How the President Differs from the American vision of "Liberty Under God":

  1. The Constitution gives the President no authority to "help the environment."
  2. Our environment has been helped more by capitalism than by socialism; socialism devastates the environment.
  3. Private ownership of property is the key to resource conservation and a healthy environment.
  4. "Environmentalism" is a false religion.
  5. "Secularism" (atheism) cannot provide the foundation for effective conservation.
    • It will either collapse into socialism, which destroys man's environment, or
    • It will be unable to defend us against the false religion of environmentalism, which believes that human beings are a "cancer" or a "virus" and should be exterminated for the benefit of a "wild" and "natural" environment.
  6. Bush is committed to a "secular" government
  7. Bush is committed to the idea that the God of the Bible is the same as the god of other religions.
  8. Bush's logic leads inevitably to Global Government.

President's Radio Address Liberty Under God

THE PRESIDENT: Good morning.
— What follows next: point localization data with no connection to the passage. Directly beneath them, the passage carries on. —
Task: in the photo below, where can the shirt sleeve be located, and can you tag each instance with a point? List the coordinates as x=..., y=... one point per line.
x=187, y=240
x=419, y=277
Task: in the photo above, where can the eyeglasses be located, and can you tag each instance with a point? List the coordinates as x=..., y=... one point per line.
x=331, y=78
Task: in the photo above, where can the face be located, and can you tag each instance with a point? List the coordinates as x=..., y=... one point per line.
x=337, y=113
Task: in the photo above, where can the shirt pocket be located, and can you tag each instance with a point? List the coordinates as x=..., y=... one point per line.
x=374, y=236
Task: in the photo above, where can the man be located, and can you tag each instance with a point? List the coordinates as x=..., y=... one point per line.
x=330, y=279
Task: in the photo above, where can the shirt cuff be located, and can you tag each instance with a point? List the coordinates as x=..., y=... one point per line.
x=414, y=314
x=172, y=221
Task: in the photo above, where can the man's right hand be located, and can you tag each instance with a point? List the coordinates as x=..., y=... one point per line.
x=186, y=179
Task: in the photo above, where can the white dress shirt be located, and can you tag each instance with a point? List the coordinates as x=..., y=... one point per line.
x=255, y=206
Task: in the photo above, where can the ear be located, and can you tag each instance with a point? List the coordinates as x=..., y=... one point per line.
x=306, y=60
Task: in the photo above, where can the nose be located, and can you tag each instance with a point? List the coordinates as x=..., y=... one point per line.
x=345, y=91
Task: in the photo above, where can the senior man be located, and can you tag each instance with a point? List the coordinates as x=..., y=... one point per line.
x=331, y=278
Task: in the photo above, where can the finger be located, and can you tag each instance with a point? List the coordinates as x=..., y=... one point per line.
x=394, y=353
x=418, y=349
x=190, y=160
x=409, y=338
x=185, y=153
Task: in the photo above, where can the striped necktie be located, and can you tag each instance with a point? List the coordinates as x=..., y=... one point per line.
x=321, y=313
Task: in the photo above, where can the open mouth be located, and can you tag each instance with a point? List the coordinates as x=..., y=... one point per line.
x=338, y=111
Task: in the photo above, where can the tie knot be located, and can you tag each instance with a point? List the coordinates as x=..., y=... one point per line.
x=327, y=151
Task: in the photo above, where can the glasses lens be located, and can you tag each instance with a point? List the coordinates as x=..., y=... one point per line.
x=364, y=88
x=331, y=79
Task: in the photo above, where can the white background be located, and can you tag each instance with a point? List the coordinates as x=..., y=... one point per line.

This weekend, I will join millions of Americans in one of our favorite national pastimes: fishing. I'm going to be on the Chesapeake Bay. For those who love fishing, the most important thing is not the size of your catch but the enjoyment of the great outdoors. Every year, millions of Americans grab their tackle boxes and head out to their favorite fishing holes. No matter where they drop their lines, they build memories that last a lifetime. And in the process, they contribute billions of dollars to our economy.

Three hundred years ago, before the Industrial Revolution, 99.9% of all human beings could not take the time to travel hundreds of miles to go "fishing" as a "national pastime." Fishing was a way of avoiding starvation. Nearly all human beings lived in a state that we today would call "poverty." Why is it that 99.9% of all Americans today can go on a fishing vacation if they want to? The answer is:


Socialism keeps human beings in poverty, enslaved to the Communist Party or "the People's Government." It is tyranny. America's Founding Fathers would recognize Bush's proposals as "tyranny."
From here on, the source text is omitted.